Давно отстучали полночь настольные часики, которые поставил на ранний час, чтобы не проспать; звоном отдавалось их равнодушное отстукивание секунд в воспалённом мозгу, мешая выстраивать цепь доказательств, сопоставлять улики, тискать версии. Не замыкались аналитические его построения в единую цепь, натыкалось сознание на прорехи и очевидные бреши. Зыбкой тенью маячила слабая надежда о причастности Снегирёва, с которого, казалось бы, и начинать надо розыск, но не удалось Жогину за весь беспокойный день с ним повидаться. Оставался тот невменяем или притворялся, уже очухавшись, – врачи рекомендовали переждать. Да и слишком явной подставной фигурой выглядел Снегирёв в деле убийства матери, чрезмерно перестарался кто-то, измазав его дёгтем вопиющих улик…
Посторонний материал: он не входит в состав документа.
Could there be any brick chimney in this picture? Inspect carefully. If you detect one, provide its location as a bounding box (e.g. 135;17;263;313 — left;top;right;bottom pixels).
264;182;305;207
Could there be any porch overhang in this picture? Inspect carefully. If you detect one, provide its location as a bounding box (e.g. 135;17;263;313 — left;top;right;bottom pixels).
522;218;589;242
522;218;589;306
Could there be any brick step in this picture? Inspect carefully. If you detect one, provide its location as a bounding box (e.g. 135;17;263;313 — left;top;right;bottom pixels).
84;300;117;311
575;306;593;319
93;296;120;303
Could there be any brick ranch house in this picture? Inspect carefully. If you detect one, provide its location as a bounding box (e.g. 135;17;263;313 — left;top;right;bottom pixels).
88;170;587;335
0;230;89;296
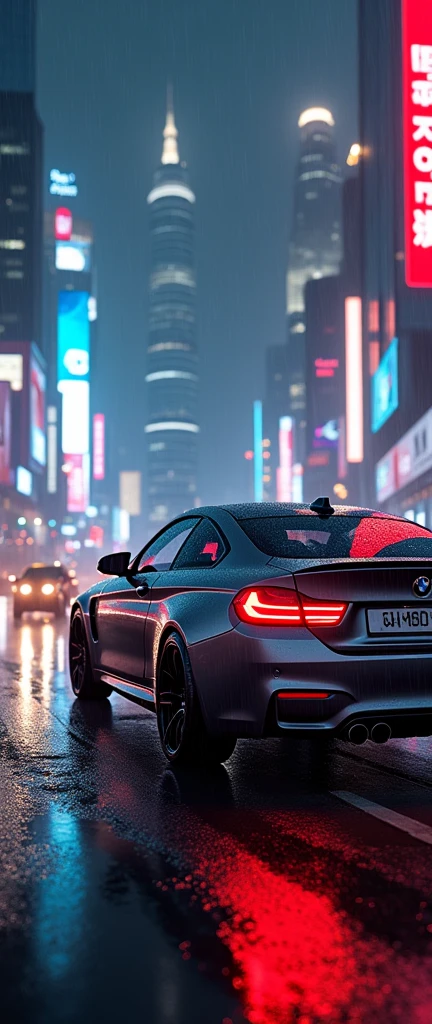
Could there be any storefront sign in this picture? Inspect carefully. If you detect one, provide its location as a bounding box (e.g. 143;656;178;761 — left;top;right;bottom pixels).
402;0;432;288
376;409;432;502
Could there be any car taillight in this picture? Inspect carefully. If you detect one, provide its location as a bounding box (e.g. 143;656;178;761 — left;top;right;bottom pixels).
300;594;348;626
232;587;348;627
232;587;303;626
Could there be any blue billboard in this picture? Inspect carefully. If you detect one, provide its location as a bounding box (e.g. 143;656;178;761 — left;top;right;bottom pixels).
57;292;90;383
372;338;399;434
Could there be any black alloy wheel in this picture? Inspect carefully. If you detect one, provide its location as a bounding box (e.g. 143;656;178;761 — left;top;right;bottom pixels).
69;609;112;700
157;632;236;766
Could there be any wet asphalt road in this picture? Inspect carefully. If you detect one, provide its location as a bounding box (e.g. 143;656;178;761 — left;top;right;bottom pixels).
0;598;432;1024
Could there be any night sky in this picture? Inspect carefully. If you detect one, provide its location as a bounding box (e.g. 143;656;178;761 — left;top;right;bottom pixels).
38;0;357;502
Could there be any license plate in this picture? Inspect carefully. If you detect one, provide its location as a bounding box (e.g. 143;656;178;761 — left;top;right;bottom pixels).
366;608;432;634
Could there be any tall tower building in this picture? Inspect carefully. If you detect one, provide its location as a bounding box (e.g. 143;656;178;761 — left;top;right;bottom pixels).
144;92;200;527
0;0;42;343
287;106;342;463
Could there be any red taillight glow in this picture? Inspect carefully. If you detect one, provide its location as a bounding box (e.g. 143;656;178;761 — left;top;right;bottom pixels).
232;587;347;627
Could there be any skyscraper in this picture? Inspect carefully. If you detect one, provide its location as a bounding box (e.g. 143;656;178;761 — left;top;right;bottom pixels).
144;94;200;526
287;106;342;463
0;0;36;92
0;0;42;343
– Ты бы принял таблетки или валерьянки накапал, – пожалела жена, – давай сбегаю на кухню, принесу.
– Посижу на балконе у твоего цветника, подышу свежим воздухом, – поднялся Жогин. – Причудилось мне или действительно петухи заголосили?
– Светает, – согласилась она, сладко зевнув. – Откуда петухам в городе взяться.
– Действительно, рассветает. – Пристраиваясь на табуретку у её цветочных горшков на балконе, он закурил, вдыхая с удовольствием и освежающую утреннюю прохладу, и бодрящий измученный мозг терпкий дым.
– Я гляжу, ты опять зачадил! Говори не говори, не бережёшь себя, Саша.
– Я одну, – Жогин закашлялся и горько усмехнулся. – Мать-покойница нас, пацанов, рано будила, а я, младшенький, всё в одеяле прятался, так она мне на ухо шептала: «Петухи пропели, сгинула нечистая сила, пора, сынок, за дело приниматься…»
– Саша! – распахивая балконную дверь, протянула ему телефон жена. – Тебя! Не приведи, Господи, приключилось ещё что-нибудь…
– Кто? – крикнул он в трубку.
– Щергунцов.
– Доброе утро, Григорий Артемьевич.
– Да какое к чертям доброе! Снегирёв в камере повесился! Выезжай!
– Там всё не так очевидно, – хмурясь, открыл дверь в кабинет Щергунцова Жогин и, закурив, присел к окну. – Кто и почему принял решение оставить в камере его одного?
– Закончил осмотр? – вместо ответа буркнул подполковник и раздражённо отбросил телефонную трубку.
– Завершил. Эксперт ещё копается. Из молодых.
– А Сизов?
– Сейчас подойдут оба и подпишем протокол.
– Что-то тебя смущает?
– А вы считаете естественным, когда оставленный без присмотра подозреваемый взбирается на нары и бросается на каменный пол, чтобы вдребезги разнести череп?! Кстати, вы не ответили на мой вопрос, Григорий Артемьевич.
– Гляжу я на тебя и думаю, – нервно забарабанил костяшками пальцев по столу подполковник, – а может, нам начать с того, что я сразу был категорически против содержания Снегирёва в КПЗ нашего райотдела? Это я требовал везти его в Управу, где идеальные условия для оперативной работы, а вы, товарищ Жогин, уговорили Лудонина оставить опасного преступника у нас. Вам хорошо известна наша поганая обстановка собашника[7]. Как и само здание райотдела, он нуждается в капитальном ремонте! Вы же работали в нашем районе, не раз жаловались на слышимость в камерах. На партсобрании вы как-то заявили, что это студенческое общежитие – не успеешь рта раскрыть, аукается по всему коридору! Или забыли?